Language and information

Lecture 1. A formal theory of syntax

1.7. Properties of the base

[Audio recording—Opens a separate, blank window. Return to this window to read the transcript.]

Now, we have seen four constraints on word combination: the partial order of word dependence, which creates sentence structure; the likelihood inequalities, which fit word meanings; the reduction of high-likelihood word occurrences; and the linearizations. Each acts on the resultant of its predecessor.

The four constraints partition the set of sentences into two major sets. Without the third—without the reductions—the other three create a base set from which all other sentences are derived. What is important here is that neither the base set nor the other set—the derived set of the partition—is merely a residue of the other. It isn't that the structure of the base set is just a description of all those sentences which could not be derived from something, nor are the derivations just any change needed to obtain the remaining sentences from the base set. Rather, the base set and the derivations each have simple and understandable structures on their own terms, and it is a non-trivial result that the whole set of sentences is characterized by just these two structures. 

Now, a few properties of the structures as they result from the constraints, first of the base, and then of the set of reduced sentences.

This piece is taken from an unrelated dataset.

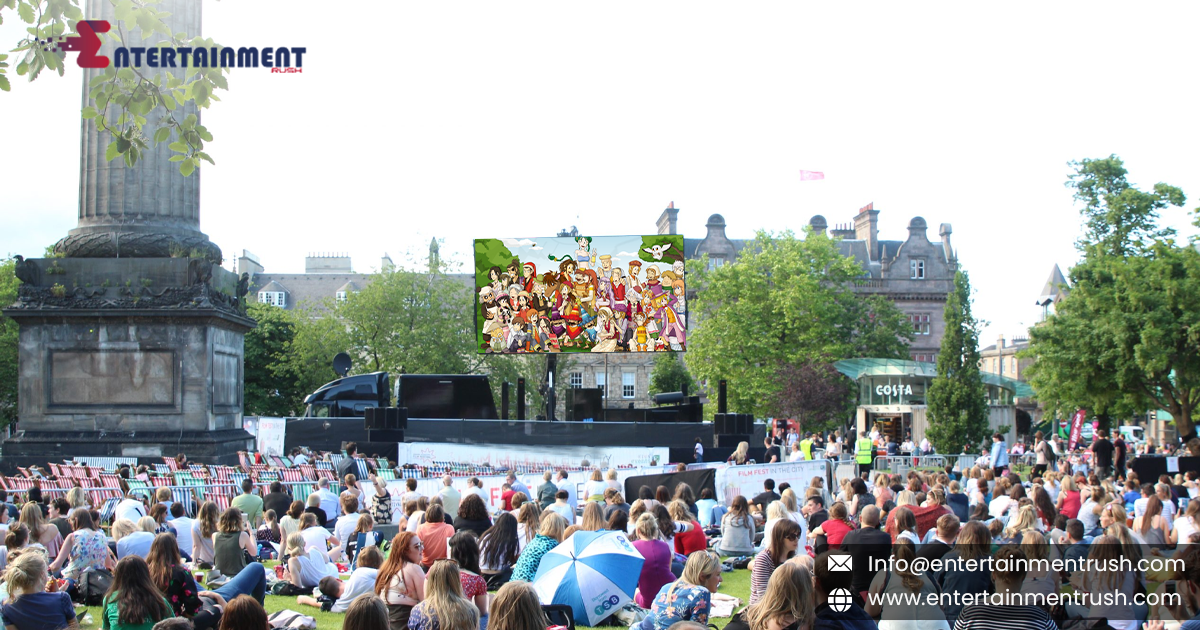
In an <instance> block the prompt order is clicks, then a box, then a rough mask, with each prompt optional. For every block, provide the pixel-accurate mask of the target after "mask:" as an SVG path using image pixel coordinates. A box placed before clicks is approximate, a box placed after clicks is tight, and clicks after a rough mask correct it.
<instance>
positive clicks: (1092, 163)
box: [1067, 155, 1184, 257]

In the base, virtually all sentences, words are simple, not composite, since affixes are generally reductions of next words. This of course makes the formulation of the base incomparably easier. Few words have more than one defining dependence. If you have a word like expect, with two different types of objects, I expect John to come or to go away, and I expect John—one is a noun, the other is a sentence object—you wish you could find a way of deriving one from the other. The dependence defines just a few large word classes. The ones requiring null, the ones requiring one word requiring null, requiring two words requiring null ... you could say that put requires three words requiring null—I put a book on the table, you don't just say I put a book—and then there's said requiring [a word requiring] null and ... a word requiring [a word requiring] something, non-null, and so forth. These are the only classes that we find in the base.

The composition, in terms of partial ordering, of these sentences is transparent in the linear [flow], because the operator is always between its two arguments, and so it's built up through the whole thing. As will be seen, furthermore, in a moment, the base suffices for all the information carried by language. So, it's certainly of considerable importance for us.